|VeriSign's proposed com/net Anti-Abuse Policy lacks due process|
VeriSign just submitted a proposed "anti-abuse" policy for com/net domains, see:
If adopted as proposed, it does not provide any due process protections to domain name registrants. VeriSign would become the judge, jury and executioner, able to suspend or delete domain names that are allegedly "abusive".
VeriSign even recognizes that legitimate domain names will be affected. To attempt to mitigate these "false positives", VeriSign proposes that legitimate registrants would only be able to protest *after* VeriSign has already taken action. Such action would have already damaged the innocent registrants and their users.
This is counter to the domain name registrants' rights to due process. Instead, VeriSign should be compelled to prove the alleged abuse in an appropriate legal forum (e.g. a court), where the registrants can face their accuser, before being allowed to suspend or delete a domain name.
Potentially this is very bad. Your site could get hacked. Or maybe you have user-generated content. I'm sure Yahoo and Google host "malware" on their sites, at least on some pages. They might get the benefit of the doubt from VeriSign, but certainly smaller registrants won't. It'll be "shoot first and ask questions later" for the small registrants.
And malware scanning can generate "false positives", e.g.
Instead of simply being blocked by Google in the above instance of a false positive, the site could disappear completely if VeriSign is given this new power.
While VeriSign focuses on "malware" in their proposal, note carefully the broad language in the policy, which would include scenarios, for example, " to comply with any applicable court orders, laws, government rules or requirements, requests of law enforcement or other governmental or quasi-governmental agency, or any dispute resolution process;"

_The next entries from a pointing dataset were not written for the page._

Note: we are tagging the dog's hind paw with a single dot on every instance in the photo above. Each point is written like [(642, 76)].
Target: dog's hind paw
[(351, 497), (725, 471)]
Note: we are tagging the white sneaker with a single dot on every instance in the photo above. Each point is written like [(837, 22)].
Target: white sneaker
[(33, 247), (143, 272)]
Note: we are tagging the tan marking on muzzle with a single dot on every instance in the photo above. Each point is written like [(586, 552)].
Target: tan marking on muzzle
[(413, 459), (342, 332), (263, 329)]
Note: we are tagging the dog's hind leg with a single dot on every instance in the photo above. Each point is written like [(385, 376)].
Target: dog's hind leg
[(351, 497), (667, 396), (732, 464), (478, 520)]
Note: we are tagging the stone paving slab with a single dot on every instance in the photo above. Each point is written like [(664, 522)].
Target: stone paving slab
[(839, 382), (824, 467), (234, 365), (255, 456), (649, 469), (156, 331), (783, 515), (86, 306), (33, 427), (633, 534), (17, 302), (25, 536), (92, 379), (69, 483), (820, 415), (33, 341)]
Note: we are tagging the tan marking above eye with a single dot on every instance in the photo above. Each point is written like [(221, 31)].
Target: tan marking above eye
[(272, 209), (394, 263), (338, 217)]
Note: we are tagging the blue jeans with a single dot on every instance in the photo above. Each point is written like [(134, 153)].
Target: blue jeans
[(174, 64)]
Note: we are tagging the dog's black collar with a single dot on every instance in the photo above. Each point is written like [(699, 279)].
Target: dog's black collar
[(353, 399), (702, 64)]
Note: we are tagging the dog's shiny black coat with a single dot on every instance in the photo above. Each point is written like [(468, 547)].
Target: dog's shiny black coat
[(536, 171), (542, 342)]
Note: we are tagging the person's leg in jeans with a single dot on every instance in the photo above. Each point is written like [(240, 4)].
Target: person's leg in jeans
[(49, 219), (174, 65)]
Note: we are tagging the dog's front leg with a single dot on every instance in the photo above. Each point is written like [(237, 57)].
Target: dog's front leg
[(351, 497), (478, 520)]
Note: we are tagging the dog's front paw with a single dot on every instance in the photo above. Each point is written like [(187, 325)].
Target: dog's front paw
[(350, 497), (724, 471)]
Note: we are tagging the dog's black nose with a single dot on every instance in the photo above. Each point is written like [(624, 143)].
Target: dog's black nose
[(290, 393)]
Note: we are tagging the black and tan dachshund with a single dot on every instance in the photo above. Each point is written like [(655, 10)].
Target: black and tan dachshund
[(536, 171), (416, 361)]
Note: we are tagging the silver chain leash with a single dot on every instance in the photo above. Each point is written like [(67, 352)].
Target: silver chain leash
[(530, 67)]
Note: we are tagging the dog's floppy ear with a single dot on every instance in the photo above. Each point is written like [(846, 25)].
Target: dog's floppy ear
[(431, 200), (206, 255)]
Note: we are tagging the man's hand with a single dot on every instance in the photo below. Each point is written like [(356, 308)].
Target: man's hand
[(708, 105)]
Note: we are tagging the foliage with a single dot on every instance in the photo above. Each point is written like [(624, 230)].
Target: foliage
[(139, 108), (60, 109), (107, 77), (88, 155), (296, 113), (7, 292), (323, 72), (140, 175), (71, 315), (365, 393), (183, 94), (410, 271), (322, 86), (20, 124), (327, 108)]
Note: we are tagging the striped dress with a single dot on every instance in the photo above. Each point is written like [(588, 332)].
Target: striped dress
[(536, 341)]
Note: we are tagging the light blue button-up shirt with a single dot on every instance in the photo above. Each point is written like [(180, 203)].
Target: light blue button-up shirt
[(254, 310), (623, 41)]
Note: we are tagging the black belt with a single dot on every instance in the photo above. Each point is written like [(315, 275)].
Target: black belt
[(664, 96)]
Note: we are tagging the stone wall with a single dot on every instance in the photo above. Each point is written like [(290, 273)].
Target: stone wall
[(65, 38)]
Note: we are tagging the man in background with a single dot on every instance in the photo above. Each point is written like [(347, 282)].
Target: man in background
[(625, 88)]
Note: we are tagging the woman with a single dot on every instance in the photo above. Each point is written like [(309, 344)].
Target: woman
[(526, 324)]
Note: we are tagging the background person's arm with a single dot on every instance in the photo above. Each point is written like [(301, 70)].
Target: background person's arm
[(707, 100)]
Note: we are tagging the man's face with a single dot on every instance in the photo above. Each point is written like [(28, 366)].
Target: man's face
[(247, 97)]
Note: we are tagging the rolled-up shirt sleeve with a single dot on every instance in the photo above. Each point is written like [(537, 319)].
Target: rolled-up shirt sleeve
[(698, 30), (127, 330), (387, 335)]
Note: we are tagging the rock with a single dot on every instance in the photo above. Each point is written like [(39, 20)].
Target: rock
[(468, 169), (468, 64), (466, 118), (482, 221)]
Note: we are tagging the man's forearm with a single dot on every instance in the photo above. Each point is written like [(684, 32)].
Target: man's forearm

The topic of takedowns at the "request of law enforcement" (without any court order or trial) has obviously been very controversial in the past. VeriSign doesn't even specify valid jurisdictions that they'll consider applicable. Would the Chinese or Iranian police/governments be able to take down a domain name owned by an American registrant, that is hosted in the UK?
You can submit comments to ICANN at email@example.com and view comments by others at:
To followup, the proposal has now been withdrawn:
after much public outcry.
Thankyou for your vigilance GeorgeK :)
I wouldn't trust verisign to tell me my "nick" here..and still less to walk my dog.
What's the betting that it will be back, probably under some other guise, within months?